The title, "Ex Machina" obviously plays on the old Greek tragedy's trope of Deus Ex Machina, or "god of the machine," " where a machine is used to bring actors playing gods onto the stage. The machine could be either a crane (mechane) used to lower actors from above or a riser that brought actors up through a trapdoor. Preparation to pick up the actors was done behind the skene. The idea was introduced by Aeschylus and was used often to resolve the conflict and conclude the drama." It now denotes an unrealistically resolved plot.
But here, in Ex Machina, the direction is reversed--the plot isn't resolved, but descends into anarchy. It is not a comedy--where the initial values of the film's world are restored, but a tragedy, where suddenly there is an anonymous AI robot released into the world creating chaos. The "god" of the machine--the creator of Ava--is destroyed. Here I think immediately of The Matrix or of The Terminator's Skynet.
But why do we fear technology? I mean, my smart phone is almost always at my side. Google Maps does help me find directions really easily. I enjoy music on my iPhone. More substantially, cell phones help poor African farmers find the best price for their crop and thus make enough money to live. Pico projectors offered training to stem the tide of Ebola--ask my friend Matt York at OMPT.

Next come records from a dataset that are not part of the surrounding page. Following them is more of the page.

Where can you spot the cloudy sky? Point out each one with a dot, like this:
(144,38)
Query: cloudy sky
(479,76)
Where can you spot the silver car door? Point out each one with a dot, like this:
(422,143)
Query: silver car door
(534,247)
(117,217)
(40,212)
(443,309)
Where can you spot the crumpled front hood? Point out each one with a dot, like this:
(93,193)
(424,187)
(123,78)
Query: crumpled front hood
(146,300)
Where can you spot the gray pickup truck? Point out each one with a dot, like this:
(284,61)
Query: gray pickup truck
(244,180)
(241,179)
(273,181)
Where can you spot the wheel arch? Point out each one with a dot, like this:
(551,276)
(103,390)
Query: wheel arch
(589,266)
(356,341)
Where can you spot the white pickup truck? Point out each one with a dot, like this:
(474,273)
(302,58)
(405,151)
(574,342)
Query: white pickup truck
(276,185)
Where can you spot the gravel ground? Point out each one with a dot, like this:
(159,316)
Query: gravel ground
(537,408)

Nonetheless, I realize there is power over me that is sometimes seemingly impossible to resist. Sherry Turkle reminds us that, on the average, Americans check their cell phone every 6 ½ minutes. That seems a little scary because I'll bet that time interval is decreasing, and despite all the good things tech has brought, the creation seems to be overwhelming the creators. Maybe it's even an intimation of "original sin," this notion that there is something lurking in us that cannot resist the temptation to misuse what is powerful and even, at some level, good. I sense this concern, even hints of fear, running as an undercurrent throughout Turkle's recent work.

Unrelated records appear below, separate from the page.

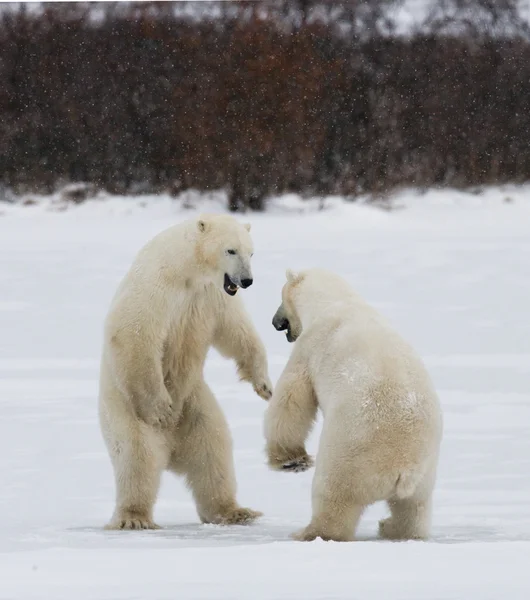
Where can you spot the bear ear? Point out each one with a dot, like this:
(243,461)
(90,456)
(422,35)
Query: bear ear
(291,276)
(202,225)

So why do we fear the future of the presence of technology? I'm not sure we're convinced we have sufficiently robust wills to properly use its powers. Maybe we need to move beyond fear. Perhaps, however the first step is to affirm the good that tech brings.
I'll leave it there for now (although you can find other reflections here) and will return to this positive side of tech in a future post.